Sus crónicas o notas tenían un poderoso atrayente literario, que superaban a lo meramente informativo. Y las noticias poseían un matiz creativo, que las transformaban en escrituras artísticas.
“En las ficciones somos lo que no nos hemos atrevido a vivir. Una novela, esa creación de otra realidad, esa dimensión paralela, esa penumbra en la cual la ficción y la realidad se interpretan, es atrayente. En fin, la vida está en la ficción. Yo creo que los libros se tienen que leer como quien entra a un cine…”, dijo en un reportaje (Diario Clarín, 14/04/02). Con esas palabras argumentó su quehacer creativo como novelista. A su vez, en una conferencia (Bogotá, 28/06/05) esbozó doce reglas que configuraban a un buen profesional. Una de ellas, la once, dictaminaba: “Encontrar el eje y la cabeza de una noticia no es tarea fácil. Tampoco narrar una noticia. Nunca hay que ponerse a narrar si no se está seguro de que se puede hacer con claridad, eficacia, y pensando en el interés del lector más que en el lucimiento propio”. Pareciera que su gran habilidad hubiese sido la amalgama, la fusión de lo periodístico con lo literario y viceversa. No pocos estudiosos sostienen esta posición.
Para mí Tomás Eloy Martínez era un verdadero escribidor, en el sentido literario y de valor conceptual que le da al vocablo Mario Vargas Llosa. En esa palabra confluyen el don creativo y la habilidad de este periodista, porque jamás dejó de serlo.

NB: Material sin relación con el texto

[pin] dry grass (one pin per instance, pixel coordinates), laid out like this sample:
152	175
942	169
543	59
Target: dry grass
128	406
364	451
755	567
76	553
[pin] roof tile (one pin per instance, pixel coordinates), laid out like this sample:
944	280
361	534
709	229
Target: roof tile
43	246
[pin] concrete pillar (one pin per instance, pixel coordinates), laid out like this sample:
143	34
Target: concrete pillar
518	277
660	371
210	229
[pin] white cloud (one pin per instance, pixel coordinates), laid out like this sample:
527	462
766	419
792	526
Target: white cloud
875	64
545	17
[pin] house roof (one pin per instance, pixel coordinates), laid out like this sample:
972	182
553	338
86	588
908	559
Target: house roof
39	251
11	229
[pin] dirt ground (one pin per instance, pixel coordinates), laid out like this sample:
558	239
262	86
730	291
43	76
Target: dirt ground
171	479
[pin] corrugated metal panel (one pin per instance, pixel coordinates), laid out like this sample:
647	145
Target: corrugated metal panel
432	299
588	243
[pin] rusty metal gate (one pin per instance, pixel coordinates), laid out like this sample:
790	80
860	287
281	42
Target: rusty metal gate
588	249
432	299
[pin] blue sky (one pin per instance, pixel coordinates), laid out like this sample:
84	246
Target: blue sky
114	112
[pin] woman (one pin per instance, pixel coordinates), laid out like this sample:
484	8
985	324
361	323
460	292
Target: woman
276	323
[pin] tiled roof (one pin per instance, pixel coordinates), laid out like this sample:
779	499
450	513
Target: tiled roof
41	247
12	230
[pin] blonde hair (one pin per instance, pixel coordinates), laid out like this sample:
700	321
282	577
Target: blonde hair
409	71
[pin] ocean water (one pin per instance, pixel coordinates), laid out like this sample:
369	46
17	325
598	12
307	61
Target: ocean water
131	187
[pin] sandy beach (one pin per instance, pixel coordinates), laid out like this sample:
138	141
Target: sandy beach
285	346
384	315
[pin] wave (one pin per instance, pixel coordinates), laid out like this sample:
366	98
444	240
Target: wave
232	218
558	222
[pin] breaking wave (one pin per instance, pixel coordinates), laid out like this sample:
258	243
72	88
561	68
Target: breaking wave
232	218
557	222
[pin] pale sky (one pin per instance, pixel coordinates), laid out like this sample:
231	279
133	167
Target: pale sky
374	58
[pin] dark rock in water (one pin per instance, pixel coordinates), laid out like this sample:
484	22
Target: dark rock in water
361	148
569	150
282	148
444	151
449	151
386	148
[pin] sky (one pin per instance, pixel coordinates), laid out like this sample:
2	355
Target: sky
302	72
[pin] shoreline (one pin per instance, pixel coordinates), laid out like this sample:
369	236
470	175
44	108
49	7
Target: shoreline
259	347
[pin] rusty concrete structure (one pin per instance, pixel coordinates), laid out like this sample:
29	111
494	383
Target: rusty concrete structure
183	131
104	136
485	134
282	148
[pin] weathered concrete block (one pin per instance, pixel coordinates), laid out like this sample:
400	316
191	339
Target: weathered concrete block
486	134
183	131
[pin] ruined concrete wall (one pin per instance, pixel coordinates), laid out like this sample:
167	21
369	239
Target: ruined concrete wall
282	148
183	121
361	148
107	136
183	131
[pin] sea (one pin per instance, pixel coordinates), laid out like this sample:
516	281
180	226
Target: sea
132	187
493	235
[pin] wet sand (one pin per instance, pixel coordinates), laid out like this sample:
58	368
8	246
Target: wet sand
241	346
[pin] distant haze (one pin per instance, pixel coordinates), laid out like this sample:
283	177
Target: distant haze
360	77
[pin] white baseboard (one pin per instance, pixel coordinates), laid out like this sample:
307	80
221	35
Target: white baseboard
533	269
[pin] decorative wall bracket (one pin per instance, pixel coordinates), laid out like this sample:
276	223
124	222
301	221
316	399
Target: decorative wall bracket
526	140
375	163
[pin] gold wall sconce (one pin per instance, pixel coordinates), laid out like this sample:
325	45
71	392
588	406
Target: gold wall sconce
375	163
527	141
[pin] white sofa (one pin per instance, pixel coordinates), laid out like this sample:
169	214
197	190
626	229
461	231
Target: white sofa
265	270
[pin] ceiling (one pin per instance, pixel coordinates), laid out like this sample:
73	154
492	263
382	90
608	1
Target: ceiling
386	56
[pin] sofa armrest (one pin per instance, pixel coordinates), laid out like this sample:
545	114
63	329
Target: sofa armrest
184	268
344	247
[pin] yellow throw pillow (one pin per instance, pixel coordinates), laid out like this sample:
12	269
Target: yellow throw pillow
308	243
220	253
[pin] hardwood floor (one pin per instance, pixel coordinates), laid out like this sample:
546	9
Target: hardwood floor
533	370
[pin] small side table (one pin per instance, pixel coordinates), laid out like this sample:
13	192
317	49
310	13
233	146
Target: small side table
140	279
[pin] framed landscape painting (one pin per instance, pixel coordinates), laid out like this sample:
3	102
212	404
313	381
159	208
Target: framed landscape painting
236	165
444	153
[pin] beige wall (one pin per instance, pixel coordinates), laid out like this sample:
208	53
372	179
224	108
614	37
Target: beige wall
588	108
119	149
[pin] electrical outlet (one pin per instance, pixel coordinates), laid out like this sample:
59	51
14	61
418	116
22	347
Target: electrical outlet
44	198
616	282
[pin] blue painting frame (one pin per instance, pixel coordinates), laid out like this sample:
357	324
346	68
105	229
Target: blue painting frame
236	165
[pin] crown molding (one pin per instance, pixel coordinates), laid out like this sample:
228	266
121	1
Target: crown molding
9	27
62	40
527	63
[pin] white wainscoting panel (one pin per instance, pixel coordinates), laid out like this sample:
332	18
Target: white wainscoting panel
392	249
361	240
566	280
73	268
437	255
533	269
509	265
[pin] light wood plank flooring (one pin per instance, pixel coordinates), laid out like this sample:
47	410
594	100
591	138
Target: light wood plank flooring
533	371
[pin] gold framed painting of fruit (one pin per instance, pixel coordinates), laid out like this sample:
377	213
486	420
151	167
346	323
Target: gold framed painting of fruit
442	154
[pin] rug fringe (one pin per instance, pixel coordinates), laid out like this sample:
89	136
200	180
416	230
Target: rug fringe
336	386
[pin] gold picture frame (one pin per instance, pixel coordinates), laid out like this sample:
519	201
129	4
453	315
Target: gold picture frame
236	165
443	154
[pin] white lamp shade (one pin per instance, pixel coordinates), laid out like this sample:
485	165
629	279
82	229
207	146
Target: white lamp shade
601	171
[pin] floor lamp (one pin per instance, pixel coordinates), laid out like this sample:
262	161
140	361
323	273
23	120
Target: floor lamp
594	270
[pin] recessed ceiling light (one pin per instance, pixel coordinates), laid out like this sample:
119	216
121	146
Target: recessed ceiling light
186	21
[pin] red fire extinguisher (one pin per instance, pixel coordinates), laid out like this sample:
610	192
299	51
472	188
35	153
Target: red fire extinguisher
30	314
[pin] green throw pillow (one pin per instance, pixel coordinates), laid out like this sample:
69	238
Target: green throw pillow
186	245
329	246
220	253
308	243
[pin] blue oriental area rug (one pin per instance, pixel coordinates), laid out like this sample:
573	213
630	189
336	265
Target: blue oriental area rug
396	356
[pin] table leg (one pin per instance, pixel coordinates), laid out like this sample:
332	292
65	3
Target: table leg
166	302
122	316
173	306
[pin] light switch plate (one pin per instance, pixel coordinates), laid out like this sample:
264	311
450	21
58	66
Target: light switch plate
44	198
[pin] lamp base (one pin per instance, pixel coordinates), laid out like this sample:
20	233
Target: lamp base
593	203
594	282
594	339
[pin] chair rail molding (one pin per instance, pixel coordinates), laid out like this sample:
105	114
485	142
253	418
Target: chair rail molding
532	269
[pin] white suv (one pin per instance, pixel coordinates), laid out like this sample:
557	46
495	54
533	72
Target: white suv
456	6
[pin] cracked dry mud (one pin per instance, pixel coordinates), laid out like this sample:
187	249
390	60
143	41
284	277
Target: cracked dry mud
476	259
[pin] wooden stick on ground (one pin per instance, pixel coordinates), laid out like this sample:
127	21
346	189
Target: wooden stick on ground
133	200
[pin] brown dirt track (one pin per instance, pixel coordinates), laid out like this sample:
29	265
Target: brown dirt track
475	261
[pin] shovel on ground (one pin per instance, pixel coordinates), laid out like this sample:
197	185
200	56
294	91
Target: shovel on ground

Como homenaje y síntesis de lo expuesto, me agradaría transcribir el inicio de una nota sobre la cobertura del ‘boom latinoamericano’, que redactó para Primera Plana (30/06/68). En la oportunidad, entrevistó a los seis protagonistas: Guillermo Cabrera Infante, Julio Cortázar, Carlos Fuentes, Gabriel García Márquez, Severo Sarduy y Mario Vargas Llosa. Así comienza: “Al principio fueron Gibara, Bánfield, Ciudad de México, Aracataca, Camagüey, Lima. Ellos nacieron allí, o crecieron (que es lo mismo): nadaron en esas polleras tibias y sorbieron de esos cordones umbilicales sus primeros relatos. Un buen día se exiliaron, llevándose en los bolsillos las narices, las orejas y las lenguas de América latina. Desde sus cuevas, a diez mil kilómetros, enredaron los trópicos y revolvieron la zoología, despanzurraron espejos y charreteras, descalabraron a las matronas que tomaban sol en las veredas y a las visitas que hablaban del buen tiempo. (…)”.
Lo demás está todo dicho.
El 31 de enero se apagó su vida no a principio ni a mediados, sino a fin de mes. Cerró, hasta en estas circunstancias, su relato como lo suelen hacer los buenos periodistas y los grandes escritores.